VR Logo

Capital Maker

Here's a fund suitable for all types of investors. The aggressive ones will like the returns it offers while the conservative ones will find peace in its diversification. Find out more about DSPML TIGER

The name might appeal to aggressive investors, when in actuality the conservative ones will feel right at home here. The broad investment mandate, large-cap tilt and intense diversification should alleviate all their fears. An acronym for The Infrastructure Growth and Economic Reforms, the fund focuses on sectors that are likely to prosper from growth related to economic reforms and infrastructure development. With this as a starting point, the fund manager follows a top-down approach (for sector selection) before resorting to bottom-up stock picking. Unlike other infrastructure offerings, its broader mandate has enabled it to tap into sectors that core infrastructure funds do not - healthcare, FMCG, textiles, consumer non-durables.
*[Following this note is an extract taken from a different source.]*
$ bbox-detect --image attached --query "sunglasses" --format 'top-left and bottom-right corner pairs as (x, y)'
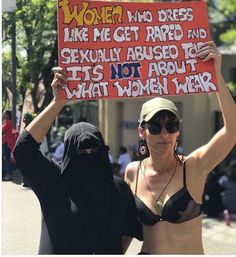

A high degree of diversification, typical of equity funds in the DSPML family, is evident. At 72, the number of stocks in its portfolio is far more than any other fund focused on infrastructure/core sectors. In fact, it is probably too high for a fund with a relatively focused investment objective. Nevertheless, that has not diluted the return generating capabilities of the fund. It remains among the top quartile across the six-month, one-year and three-year horizon. Owing to its superb run, assets have grown by 130 per cent over the last one year to Rs 2,600 crore, making it the 12th largest diversified equity fund. Stocks like Reliance Industries, Larsen & Toubro and BHEL have been long-time favourites. While there is a reasonable amount of continuity in its top holdings, considerable churning takes place amongst the rest.

Great returns on a predominantly large-cap, growth-oriented, infrastructure-led portfolio is what T.I.G.E.R is all about.